Time challenges for graduate students
- long-term, complex projects
- unclear academic expectations
- multiple competing roles (academic and non-academic)
- lack of structure in a week
- distracting negative feelings such as self-doubt, worry, and guilt
- lack of accountability or feedback on progress.
Time management strategies for graduate students
- Don’t wait! Create structure as early in the term as possible; see our resources on setting goals, managing time, using to-do lists, prioritizing, and scheduling.
- Try the thesis manager.
- Schedule quiet time for thinking and writing.
- Schedule time for relaxation, sleep, and exercise to stay motivated, happy and healthy.
- Set daily routines; they save time and mental effort.
- Organize your work space, digital files, emails and paperwork to save time.
- Reduce/manage your distractions.
- Meet with your supervisor regularly; send follow-up emails listing key discussion points.

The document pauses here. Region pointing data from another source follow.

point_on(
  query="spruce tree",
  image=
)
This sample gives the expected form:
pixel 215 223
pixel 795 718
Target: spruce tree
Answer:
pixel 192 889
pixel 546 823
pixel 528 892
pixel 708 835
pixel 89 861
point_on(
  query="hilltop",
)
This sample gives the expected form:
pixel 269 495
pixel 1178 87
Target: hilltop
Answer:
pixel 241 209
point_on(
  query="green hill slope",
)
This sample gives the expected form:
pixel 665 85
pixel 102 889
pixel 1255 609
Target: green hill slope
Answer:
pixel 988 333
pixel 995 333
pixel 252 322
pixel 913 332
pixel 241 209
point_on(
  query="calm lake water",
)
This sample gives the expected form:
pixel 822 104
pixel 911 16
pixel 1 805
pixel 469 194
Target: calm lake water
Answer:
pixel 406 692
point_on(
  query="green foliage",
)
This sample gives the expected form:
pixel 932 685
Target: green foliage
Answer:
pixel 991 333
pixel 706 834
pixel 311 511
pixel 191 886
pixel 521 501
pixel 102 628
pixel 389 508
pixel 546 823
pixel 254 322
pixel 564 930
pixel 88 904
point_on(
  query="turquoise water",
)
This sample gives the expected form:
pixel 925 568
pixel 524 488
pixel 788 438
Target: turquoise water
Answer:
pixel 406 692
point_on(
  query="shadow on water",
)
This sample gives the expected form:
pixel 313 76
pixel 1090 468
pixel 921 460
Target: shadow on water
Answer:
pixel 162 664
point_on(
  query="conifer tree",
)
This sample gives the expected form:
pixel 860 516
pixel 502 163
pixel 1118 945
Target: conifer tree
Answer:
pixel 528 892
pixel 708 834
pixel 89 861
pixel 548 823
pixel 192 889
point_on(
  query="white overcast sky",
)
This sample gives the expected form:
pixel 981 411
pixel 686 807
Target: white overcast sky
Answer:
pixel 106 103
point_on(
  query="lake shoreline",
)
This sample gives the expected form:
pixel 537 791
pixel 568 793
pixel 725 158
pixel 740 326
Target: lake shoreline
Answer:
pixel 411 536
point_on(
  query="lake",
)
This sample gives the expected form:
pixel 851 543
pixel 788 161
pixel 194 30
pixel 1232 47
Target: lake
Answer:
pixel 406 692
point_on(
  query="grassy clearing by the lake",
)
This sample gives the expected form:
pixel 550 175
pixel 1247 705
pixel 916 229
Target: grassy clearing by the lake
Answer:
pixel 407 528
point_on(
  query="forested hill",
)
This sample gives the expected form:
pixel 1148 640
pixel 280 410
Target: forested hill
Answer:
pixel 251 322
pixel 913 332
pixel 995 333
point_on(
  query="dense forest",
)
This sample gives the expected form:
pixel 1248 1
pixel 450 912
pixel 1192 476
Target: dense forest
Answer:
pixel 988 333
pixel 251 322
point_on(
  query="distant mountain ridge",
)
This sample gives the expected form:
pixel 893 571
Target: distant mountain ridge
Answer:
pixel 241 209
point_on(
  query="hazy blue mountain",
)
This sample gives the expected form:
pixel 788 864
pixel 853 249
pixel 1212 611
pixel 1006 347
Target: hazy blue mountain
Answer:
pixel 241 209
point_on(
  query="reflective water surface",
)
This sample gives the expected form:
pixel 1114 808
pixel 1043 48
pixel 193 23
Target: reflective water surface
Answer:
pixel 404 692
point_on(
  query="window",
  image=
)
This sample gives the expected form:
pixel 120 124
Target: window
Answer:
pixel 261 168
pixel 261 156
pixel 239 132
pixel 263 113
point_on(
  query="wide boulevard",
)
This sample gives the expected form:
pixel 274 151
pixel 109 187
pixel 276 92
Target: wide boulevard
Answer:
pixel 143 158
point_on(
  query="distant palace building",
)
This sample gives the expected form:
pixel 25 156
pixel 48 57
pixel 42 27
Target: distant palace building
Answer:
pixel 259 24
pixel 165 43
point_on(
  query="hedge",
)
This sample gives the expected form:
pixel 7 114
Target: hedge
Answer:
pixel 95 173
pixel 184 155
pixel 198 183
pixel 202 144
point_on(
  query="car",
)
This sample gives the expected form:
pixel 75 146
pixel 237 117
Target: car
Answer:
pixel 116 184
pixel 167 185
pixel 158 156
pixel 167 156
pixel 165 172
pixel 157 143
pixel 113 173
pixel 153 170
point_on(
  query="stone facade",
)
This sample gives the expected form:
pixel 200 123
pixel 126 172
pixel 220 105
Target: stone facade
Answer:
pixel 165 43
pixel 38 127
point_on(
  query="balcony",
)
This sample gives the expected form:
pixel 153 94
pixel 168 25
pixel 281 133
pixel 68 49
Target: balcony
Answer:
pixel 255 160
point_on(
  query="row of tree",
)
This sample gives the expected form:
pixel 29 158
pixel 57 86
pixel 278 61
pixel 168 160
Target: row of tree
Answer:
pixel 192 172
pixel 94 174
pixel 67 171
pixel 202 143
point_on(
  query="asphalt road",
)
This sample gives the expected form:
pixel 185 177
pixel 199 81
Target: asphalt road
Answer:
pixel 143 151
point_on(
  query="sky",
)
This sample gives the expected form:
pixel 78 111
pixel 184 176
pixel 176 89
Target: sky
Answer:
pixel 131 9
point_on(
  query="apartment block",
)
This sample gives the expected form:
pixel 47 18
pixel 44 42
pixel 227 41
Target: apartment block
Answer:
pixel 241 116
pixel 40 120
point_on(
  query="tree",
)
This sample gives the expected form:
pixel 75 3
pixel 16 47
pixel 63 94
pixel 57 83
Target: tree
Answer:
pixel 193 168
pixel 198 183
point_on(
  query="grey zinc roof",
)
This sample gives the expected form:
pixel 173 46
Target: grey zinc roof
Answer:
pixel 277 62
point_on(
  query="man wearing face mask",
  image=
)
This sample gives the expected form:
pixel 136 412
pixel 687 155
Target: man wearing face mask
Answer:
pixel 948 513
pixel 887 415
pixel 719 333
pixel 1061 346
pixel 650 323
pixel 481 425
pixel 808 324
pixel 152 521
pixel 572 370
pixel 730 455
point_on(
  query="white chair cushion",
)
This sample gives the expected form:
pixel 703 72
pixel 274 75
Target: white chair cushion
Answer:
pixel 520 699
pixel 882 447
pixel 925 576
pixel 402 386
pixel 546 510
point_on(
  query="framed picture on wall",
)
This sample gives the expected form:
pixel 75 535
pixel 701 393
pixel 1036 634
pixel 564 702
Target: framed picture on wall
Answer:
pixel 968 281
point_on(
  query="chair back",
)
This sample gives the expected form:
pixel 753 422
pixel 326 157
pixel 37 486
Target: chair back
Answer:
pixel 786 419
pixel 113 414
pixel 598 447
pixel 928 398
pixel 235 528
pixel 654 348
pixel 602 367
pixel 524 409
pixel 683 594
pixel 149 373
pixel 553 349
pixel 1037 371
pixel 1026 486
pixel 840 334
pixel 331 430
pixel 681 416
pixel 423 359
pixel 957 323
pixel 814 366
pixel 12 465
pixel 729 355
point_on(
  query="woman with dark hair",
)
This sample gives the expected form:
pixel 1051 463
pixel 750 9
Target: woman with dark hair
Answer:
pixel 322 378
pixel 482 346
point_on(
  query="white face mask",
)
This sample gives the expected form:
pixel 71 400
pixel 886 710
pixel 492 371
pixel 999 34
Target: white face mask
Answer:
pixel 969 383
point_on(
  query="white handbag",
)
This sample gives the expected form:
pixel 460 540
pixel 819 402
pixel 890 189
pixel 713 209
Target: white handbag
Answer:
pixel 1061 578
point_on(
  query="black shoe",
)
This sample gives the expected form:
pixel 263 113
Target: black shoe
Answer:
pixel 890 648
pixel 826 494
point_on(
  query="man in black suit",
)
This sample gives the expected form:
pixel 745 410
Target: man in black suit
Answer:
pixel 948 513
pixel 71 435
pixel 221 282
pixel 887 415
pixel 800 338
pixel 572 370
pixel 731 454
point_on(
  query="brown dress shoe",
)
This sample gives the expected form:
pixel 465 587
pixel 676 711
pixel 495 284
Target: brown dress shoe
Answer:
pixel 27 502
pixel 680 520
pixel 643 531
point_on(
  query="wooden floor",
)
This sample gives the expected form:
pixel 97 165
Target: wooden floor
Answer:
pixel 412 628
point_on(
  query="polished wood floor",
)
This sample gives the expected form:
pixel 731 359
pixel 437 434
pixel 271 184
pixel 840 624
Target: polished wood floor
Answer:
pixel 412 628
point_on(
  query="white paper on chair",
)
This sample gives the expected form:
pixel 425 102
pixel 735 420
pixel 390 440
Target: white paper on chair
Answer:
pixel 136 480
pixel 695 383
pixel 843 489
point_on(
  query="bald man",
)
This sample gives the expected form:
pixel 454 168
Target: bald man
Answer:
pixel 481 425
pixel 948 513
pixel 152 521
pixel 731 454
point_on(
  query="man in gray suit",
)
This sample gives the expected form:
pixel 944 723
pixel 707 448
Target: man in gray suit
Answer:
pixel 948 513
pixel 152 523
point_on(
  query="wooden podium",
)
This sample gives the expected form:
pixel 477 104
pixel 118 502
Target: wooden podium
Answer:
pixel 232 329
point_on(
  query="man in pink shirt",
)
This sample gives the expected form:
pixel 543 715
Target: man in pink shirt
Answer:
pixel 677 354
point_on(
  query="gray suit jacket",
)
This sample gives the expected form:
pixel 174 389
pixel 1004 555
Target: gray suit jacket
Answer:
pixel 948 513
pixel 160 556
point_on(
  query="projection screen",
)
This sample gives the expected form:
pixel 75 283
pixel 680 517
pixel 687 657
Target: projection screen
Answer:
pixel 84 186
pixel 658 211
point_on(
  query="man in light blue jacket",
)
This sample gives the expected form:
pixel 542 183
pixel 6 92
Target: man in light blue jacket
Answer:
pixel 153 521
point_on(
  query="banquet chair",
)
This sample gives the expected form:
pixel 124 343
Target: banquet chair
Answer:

- Email your supervisor regularly with updates (accomplishments, challenges, questions).
- Keep a record of weekly goals and achievements and next intended steps and share these with your supervisor at each meeting. Review the list daily to stay on track.
- Track your progress on a calendar.
- Explain your student life to your partner/family/friends, and enlist their cooperation.
- Schedule time for the important people in your personal life.
- Check out our procrastination and focus and concentration resources.
Planning large projects
Large projects, such as researching and writing a thesis, may span several years; most graduate students don’t have training or experience in this level of project management.
Even if you have clear goals and solid time management skills, large projects might be daunting. In addition, some aspects of the project might not be in your control (e.g., waiting for your supervisor to read and provide feedback on your work). Large projects may also compete with other tasks, both academic and personal. The thesis manager can help you break a thesis down into smaller steps with timelines.
It can also be helpful to think through some of the following questions, and/or discuss them with your supervisor, as you plan your thesis or another large project:
- What are my academic and administrative responsibilities?
- To whom am I accountable?
- When do I want to finish my project? When are major deadlines?
- How do my major deadlines translate into smaller tasks from week to week?
- What happens if I don’t finish on time? Do I need a backup plan?
- What aspects of the project do I control, totally or to some extent? Who else has control, in what ways?
- What feedback/support can I expect from my supervisor/others?
- What are my priorities? How will I manage competing priorities?
- How will I maintain a healthy balance between my academic and personal life?
- How will I sustain my energy and a positive attitude to the project?
- How will I know when it’s time to let go and move onto something else?
- How can I manage perfectionism and/or procrastination?